The figure is in line with July’s Retail Prices Index (RPI) measure of inflation and will be the steepest increase since January 2013.
In Scotland, the increase will be implemented on January 24. The Welsh government has not announced its plans.
Increases are normally implemented on the first working day of every year but have been delayed due to the coronavirus pandemic.
Labour shadow transport secretary Louise Haigh claimed the “brutal” fare increases are “a nightmare before Christmas for millions of passengers.”
She said: “Families already facing soaring taxes and bills will now be clobbered with an eye-watering rise in the cost of the daily commute.
“Many will wonder what planet ministers are on if they think people can afford this?”

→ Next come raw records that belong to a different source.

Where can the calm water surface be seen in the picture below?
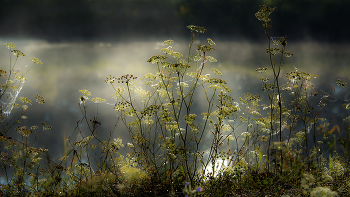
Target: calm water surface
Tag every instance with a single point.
(70, 67)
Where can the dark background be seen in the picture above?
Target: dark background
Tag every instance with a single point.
(66, 20)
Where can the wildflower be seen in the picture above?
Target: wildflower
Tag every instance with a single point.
(130, 145)
(98, 100)
(46, 126)
(36, 60)
(39, 99)
(199, 189)
(18, 53)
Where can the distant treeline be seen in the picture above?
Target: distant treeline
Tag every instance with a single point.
(88, 19)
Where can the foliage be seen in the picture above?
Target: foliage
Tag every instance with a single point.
(275, 145)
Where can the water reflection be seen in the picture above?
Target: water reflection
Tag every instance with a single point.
(69, 67)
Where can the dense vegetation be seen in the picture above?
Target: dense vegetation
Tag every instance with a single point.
(277, 154)
(114, 19)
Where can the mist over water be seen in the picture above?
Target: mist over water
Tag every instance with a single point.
(70, 67)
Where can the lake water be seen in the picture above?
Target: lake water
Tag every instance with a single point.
(70, 67)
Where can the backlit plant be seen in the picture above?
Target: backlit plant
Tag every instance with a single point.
(257, 148)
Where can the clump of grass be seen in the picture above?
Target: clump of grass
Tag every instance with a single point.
(256, 148)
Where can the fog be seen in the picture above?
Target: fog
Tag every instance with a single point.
(71, 66)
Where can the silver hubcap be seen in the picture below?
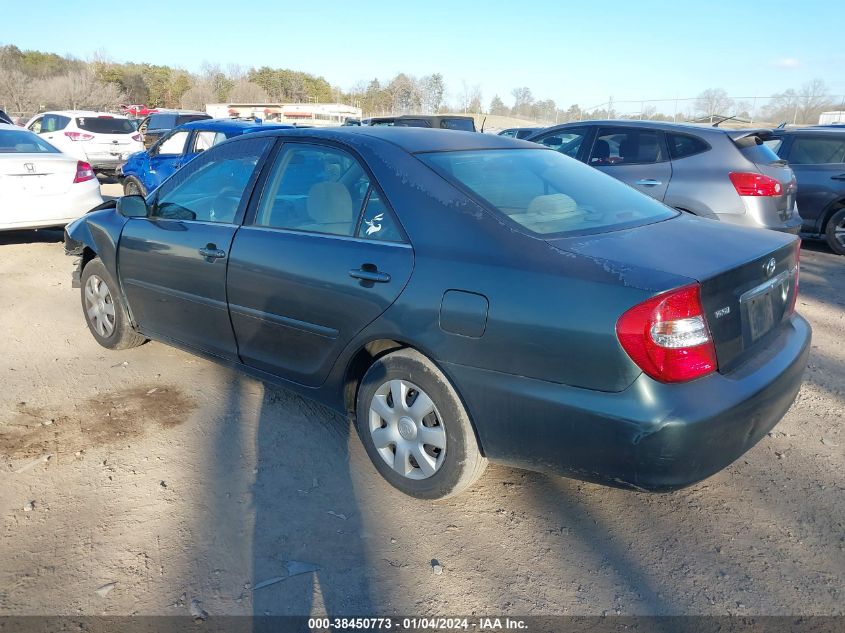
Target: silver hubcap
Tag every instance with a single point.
(99, 306)
(407, 429)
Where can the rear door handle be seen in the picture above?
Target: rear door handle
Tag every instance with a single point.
(369, 275)
(211, 252)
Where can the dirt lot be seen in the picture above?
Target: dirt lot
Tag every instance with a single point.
(179, 480)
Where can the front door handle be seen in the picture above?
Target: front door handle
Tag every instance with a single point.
(370, 274)
(211, 252)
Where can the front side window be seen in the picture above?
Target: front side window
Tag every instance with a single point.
(313, 188)
(546, 193)
(173, 145)
(212, 187)
(567, 141)
(626, 147)
(809, 150)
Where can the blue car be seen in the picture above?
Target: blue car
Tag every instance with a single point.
(144, 171)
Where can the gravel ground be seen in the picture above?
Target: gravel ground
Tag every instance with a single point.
(137, 482)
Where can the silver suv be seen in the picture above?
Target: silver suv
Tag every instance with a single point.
(727, 175)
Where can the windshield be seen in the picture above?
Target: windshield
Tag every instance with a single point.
(104, 125)
(24, 142)
(546, 192)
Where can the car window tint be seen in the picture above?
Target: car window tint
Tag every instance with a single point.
(206, 139)
(378, 222)
(626, 147)
(105, 125)
(211, 188)
(566, 142)
(808, 150)
(683, 145)
(313, 188)
(546, 192)
(173, 144)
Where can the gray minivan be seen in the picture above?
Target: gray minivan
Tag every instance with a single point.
(716, 173)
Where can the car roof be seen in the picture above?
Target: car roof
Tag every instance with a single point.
(814, 129)
(697, 128)
(230, 125)
(411, 139)
(83, 113)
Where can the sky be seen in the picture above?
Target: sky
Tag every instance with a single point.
(584, 52)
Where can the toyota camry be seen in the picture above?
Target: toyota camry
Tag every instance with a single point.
(464, 298)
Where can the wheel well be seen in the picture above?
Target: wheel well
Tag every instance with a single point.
(87, 255)
(359, 365)
(832, 208)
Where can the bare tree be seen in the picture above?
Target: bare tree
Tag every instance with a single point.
(247, 92)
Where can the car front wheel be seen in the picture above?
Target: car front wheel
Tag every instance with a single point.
(835, 232)
(103, 309)
(415, 428)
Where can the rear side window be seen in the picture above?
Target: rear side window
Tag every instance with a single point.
(546, 192)
(753, 148)
(626, 147)
(808, 150)
(683, 145)
(104, 125)
(23, 142)
(314, 188)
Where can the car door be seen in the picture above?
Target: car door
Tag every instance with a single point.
(309, 270)
(167, 156)
(818, 162)
(636, 156)
(172, 264)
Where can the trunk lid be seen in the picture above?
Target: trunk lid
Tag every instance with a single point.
(751, 145)
(36, 174)
(745, 298)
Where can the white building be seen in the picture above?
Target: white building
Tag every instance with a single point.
(835, 116)
(313, 114)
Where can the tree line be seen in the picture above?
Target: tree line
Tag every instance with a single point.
(32, 81)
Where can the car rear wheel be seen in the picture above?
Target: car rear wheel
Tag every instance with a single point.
(415, 428)
(103, 309)
(835, 232)
(133, 187)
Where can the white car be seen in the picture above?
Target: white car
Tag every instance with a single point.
(40, 186)
(102, 140)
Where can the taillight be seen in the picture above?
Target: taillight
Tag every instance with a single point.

Labour’s leadership was criticised by trade unionist Howard Beckett, former Unite assistant general secretary, for failing to support renationalising the railways despite a 49 per cent fare rise since the Tories came to power.
He tweeted: “Rail companies have had £3.5 billion of taxpayers‘ money through Covid, likely to rise to a £6bn taxpayer bailout.
“A nationalised rail service, anyone?”
Rail union TSSA blasted the government for “seeming hell-bent on discouraging rail travel.”
General secretary Manuel Cortes said: “The Tories are happy to incentivise aviation by cutting domestic air duty, but when it comes to rail it’s one failure after another.
“This has to stop. Fares rises are staggeringly counterproductive.”
Demand for rail travel is more than 40 per cent below pre-coronavirus levels.
Aslef general secretary Mick Whelan called the rise “stupid” and said that there was still time for the Prime Minister and Transport Secretary to “see sense and do the best thing for Britain.”
The train union’s Scotland organiser, Kevin Lindsay, urged the Scottish government to “halt the hikes in their tracks and end peak fares which only act as a stealth tax on working people.”
Pat Harrington, General Secretary of Solidarity, commented: “These increases are a stealth tax on workers. We have long campaigned for renationalisation of our rail industry and we continue to do so: Bring Back British Rail! and bring it back better”.